Abstract Purpose: To determine whether intracellular pH (pH i ) is affected during hyperthermia in substrate-attached cells and whether acute extracellular acidification potentiates the cytotoxicity of hyperthermia via an effect on pH i . Methods and Materials: The pH i was determined in cells attached to extracellular matrix proteins loaded with the flourescent indicator dye BCECF at 37°C and during 42°C hyperthermia at an extracellular pH (pH e ) of 6.7 or 7.3 in cells.
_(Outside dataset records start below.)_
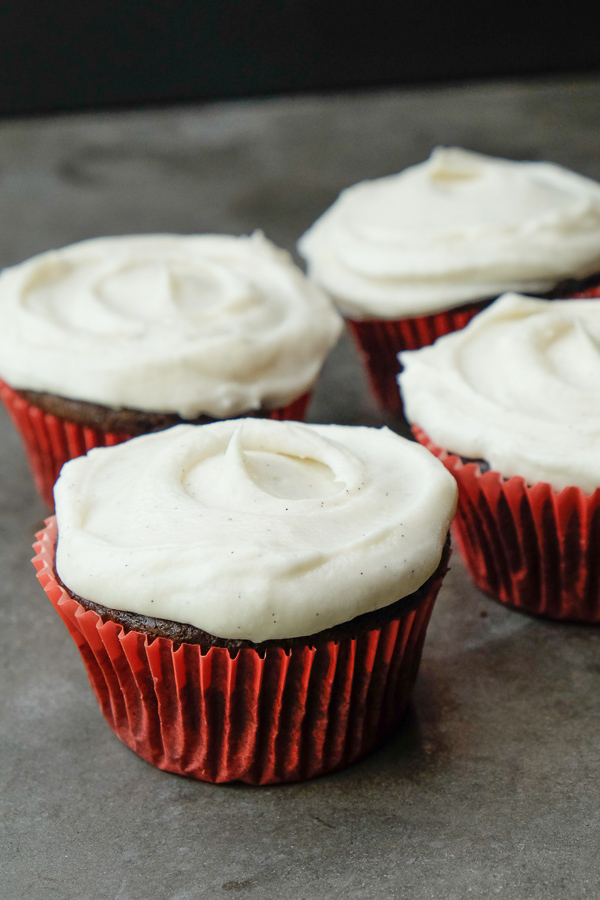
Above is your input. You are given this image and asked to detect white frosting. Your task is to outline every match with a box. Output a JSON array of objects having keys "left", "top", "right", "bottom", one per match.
[
  {"left": 54, "top": 419, "right": 456, "bottom": 642},
  {"left": 298, "top": 147, "right": 600, "bottom": 318},
  {"left": 0, "top": 234, "right": 342, "bottom": 418},
  {"left": 398, "top": 294, "right": 600, "bottom": 492}
]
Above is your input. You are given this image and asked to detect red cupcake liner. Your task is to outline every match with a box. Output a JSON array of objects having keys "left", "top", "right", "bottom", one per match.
[
  {"left": 33, "top": 517, "right": 444, "bottom": 784},
  {"left": 0, "top": 380, "right": 311, "bottom": 509},
  {"left": 413, "top": 425, "right": 600, "bottom": 623},
  {"left": 346, "top": 300, "right": 492, "bottom": 413}
]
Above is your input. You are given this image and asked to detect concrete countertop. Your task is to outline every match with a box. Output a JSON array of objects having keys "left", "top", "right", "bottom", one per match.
[{"left": 0, "top": 76, "right": 600, "bottom": 900}]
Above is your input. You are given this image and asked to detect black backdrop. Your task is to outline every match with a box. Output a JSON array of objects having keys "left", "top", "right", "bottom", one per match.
[{"left": 0, "top": 0, "right": 600, "bottom": 114}]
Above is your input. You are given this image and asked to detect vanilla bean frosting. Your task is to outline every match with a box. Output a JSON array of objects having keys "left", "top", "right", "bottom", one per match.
[
  {"left": 398, "top": 294, "right": 600, "bottom": 492},
  {"left": 298, "top": 147, "right": 600, "bottom": 318},
  {"left": 54, "top": 419, "right": 456, "bottom": 642},
  {"left": 0, "top": 233, "right": 342, "bottom": 418}
]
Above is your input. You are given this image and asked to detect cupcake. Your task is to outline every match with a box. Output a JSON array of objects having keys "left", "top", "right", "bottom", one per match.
[
  {"left": 298, "top": 147, "right": 600, "bottom": 412},
  {"left": 399, "top": 294, "right": 600, "bottom": 622},
  {"left": 0, "top": 233, "right": 342, "bottom": 506},
  {"left": 34, "top": 419, "right": 456, "bottom": 784}
]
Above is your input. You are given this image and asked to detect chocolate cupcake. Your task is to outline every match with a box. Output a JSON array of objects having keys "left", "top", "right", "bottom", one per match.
[
  {"left": 0, "top": 234, "right": 341, "bottom": 506},
  {"left": 399, "top": 294, "right": 600, "bottom": 622},
  {"left": 298, "top": 148, "right": 600, "bottom": 412},
  {"left": 34, "top": 419, "right": 456, "bottom": 784}
]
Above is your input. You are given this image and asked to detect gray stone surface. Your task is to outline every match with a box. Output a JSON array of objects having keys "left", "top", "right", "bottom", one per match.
[{"left": 0, "top": 77, "right": 600, "bottom": 900}]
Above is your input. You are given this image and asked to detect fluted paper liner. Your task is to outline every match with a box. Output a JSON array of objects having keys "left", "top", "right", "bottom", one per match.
[
  {"left": 0, "top": 380, "right": 311, "bottom": 509},
  {"left": 33, "top": 517, "right": 444, "bottom": 784},
  {"left": 413, "top": 425, "right": 600, "bottom": 623},
  {"left": 346, "top": 301, "right": 491, "bottom": 413}
]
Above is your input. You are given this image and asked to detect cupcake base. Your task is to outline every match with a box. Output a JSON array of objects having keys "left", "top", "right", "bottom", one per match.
[
  {"left": 413, "top": 425, "right": 600, "bottom": 623},
  {"left": 346, "top": 274, "right": 600, "bottom": 415},
  {"left": 0, "top": 380, "right": 311, "bottom": 509},
  {"left": 33, "top": 518, "right": 450, "bottom": 785},
  {"left": 346, "top": 300, "right": 492, "bottom": 414}
]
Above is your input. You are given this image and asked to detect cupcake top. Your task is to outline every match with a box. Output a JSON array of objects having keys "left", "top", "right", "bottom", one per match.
[
  {"left": 298, "top": 147, "right": 600, "bottom": 318},
  {"left": 398, "top": 294, "right": 600, "bottom": 492},
  {"left": 0, "top": 233, "right": 342, "bottom": 418},
  {"left": 54, "top": 419, "right": 456, "bottom": 643}
]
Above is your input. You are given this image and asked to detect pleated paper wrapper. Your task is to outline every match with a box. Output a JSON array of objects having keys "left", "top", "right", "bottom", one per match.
[
  {"left": 33, "top": 517, "right": 445, "bottom": 784},
  {"left": 346, "top": 301, "right": 491, "bottom": 413},
  {"left": 413, "top": 425, "right": 600, "bottom": 623},
  {"left": 0, "top": 381, "right": 311, "bottom": 509}
]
Effects on pH i during hyperthermia are compared to effects on clonogenic survival after hyperthermia at pH e 7.3 and 6.7 of cells grown at pH e 7.3, or of cells grown and monitored at pH e 6.7. Results: The results show that pH i values are affected by substrate attachments. Cells attached to extracellular matrix proteins had better signal stability, low dye leakage and evidence of homeostatic regulation of pH i during heating. The net decrease in pH i in cells grown and assayed at pH e = 7.3 during 42°C hyperthermia was 0.28 units and the decrease in low pH adapted cells heated at pH e = 6.7 was 0.14 units. Acute acidification from pH e = 7.3 to pH e = 6.7 at 37°C caused an initial reduction of 0.5-0.8 unit in pH i , but a partial recovery followed during the next 60–90 min. Concurrent 42°C hyperthermia caused the same initial reduction in pH i in acutely acidified cells, but inhibited the partial recovery that occurred during the next 60–90 min at 37°C. After 4 h at 37°C, the net change in pH i in acutely acidified cells was 0.30 pH unit, but at 42°C is 0.63 pH units. The net change in pH i correlated inversely with clonogenic survival. Conclusions: Hyperthermia causes a pH i reduction in cells which was smaller in magnitude by 50% in low pH adapted cells. Hyperthermia inhibited the partial recovery from acute acidification that was observed at 37°C in substrate attached cells, in parallel with a lower subsequent clonogenic survival.